سيرغي ليفاين

Associate Professor at UC Berkeley and co-founder and Chief Scientist of Physical Intelligence, whose research on deep reinforcement learning, offline RL, and visuomotor policy learning has established him as one of the most cited researchers in robotics and machine learning, with over 247,000 Google Scholar citations.


Profile

Field Detail
Full name Sergey Levine
Date of birth Not publicly available
Nationality American
Primary institution UC Berkeley, EECS
Current role Associate Professor; Co-founder & Chief Scientist, Physical Intelligence
Research areas Deep reinforcement learning, offline RL, robot learning, imitation learning, visuomotor policy, foundation models for robotics
PhD thesis Computer Science, Stanford University, 2014
PhD advisor Vladlen Koltun
Research group RAIL Lab (Robotic Artificial Intelligence and Learning)
Personal website people.eecs.berkeley.edu/~svlevine
Substack Learning and Control
X / Twitter @svlevine
Google Scholar 8R35rCwAAAAJ

Overview

Sergey Levine is an Associate Professor of Electrical Engineering and Computer Sciences at UC Berkeley and co-founder and Chief Scientist of Physical Intelligence (pi.ai), the leading startup building foundation models for general-purpose robotics. His research program spans deep reinforcement learning for robotic control, offline RL, meta-learning, and large-scale visuomotor policy training, and has produced a sequence of widely adopted algorithms and benchmarks — including guided policy search, end-to-end visuomotor policies, Soft Actor-Critic (SAC), Conservative Q-Learning (CQL), and the D4RL benchmark suite — that collectively define the modern landscape of robot learning. With over 247,000 Google Scholar citations as of 2026, he is among the most cited researchers working at the intersection of ML and robotics. At Berkeley he leads the RAIL Lab and teaches the widely followed CS 285: Deep Reinforcement Learning course. He co-founded Physical Intelligence in March 2024 alongside Chelsea Finn, Karol Hausman, Brian Ichter, and others; the company has raised over $1.1 billion in total funding and is developing cross-embodiment robot foundation models.


Early Life & Education

Levine completed both his B.S. and M.S. in Computer Science at Stanford University in 2009, then remained at Stanford for his doctoral work. His Ph.D. in Computer Science was completed in 2014 under the supervision of Vladlen Koltun (then an assistant professor of computer science at Stanford and researcher at Adobe Research). His doctoral thesis developed the guided policy search framework, which uses trajectory optimization as a mechanism to guide and stabilize policy learning in complex robotic systems. Following his doctorate, he conducted postdoctoral research at the Robot Learning Lab at UC Berkeley with Pieter Abbeel, where he developed the end-to-end visuomotor policy work that became one of the most influential early papers in deep robotic learning. He also had an early internship at NVIDIA during his undergraduate years.


Career

Google Brain — Research Scientist (2015–c. 2021)
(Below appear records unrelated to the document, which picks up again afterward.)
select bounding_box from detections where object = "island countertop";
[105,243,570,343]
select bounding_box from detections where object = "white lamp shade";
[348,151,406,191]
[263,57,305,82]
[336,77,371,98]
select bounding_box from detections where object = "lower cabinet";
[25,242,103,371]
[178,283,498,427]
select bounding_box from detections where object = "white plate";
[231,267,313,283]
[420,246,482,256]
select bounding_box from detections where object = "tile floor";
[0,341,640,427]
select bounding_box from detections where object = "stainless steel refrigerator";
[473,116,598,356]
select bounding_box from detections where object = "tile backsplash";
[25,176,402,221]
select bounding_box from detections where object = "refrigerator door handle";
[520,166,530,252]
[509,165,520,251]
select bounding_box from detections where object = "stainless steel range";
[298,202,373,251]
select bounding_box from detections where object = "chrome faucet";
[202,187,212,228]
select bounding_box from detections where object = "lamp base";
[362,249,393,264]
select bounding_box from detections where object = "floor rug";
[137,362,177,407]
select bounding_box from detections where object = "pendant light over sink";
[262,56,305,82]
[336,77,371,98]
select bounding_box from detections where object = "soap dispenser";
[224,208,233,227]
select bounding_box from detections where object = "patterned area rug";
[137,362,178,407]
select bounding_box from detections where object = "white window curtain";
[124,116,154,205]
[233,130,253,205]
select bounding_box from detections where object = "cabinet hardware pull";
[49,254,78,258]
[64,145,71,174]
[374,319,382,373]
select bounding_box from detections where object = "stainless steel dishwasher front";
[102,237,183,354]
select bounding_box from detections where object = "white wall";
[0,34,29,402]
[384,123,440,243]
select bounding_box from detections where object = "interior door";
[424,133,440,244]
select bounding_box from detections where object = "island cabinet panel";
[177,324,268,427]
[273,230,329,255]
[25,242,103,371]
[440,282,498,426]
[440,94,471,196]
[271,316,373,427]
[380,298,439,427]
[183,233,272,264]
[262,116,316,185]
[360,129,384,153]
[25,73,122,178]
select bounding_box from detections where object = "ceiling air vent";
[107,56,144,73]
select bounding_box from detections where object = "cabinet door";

Levine joined Google Brain as a part-time research scientist in 2015, while completing his postdoc, and maintained a joint affiliation after joining Berkeley’s faculty in 2016. At Google Brain he collaborated on large-scale robot learning, contributing to the Learning Hand-Eye Coordination project (a fleet of 14 robot arms collecting grasping data concurrently), the Robotics Transformer (RT-1, RT-2) line of work, and several foundational deep RL papers including Soft Actor-Critic. His concurrent industry and academic affiliation during this period was productive in both directions, bringing scale and hardware access to Berkeley-led research and theoretical rigor to Google’s applied robotics efforts.

UC Berkeley, EECS — Associate Professor (Fall 2016–present)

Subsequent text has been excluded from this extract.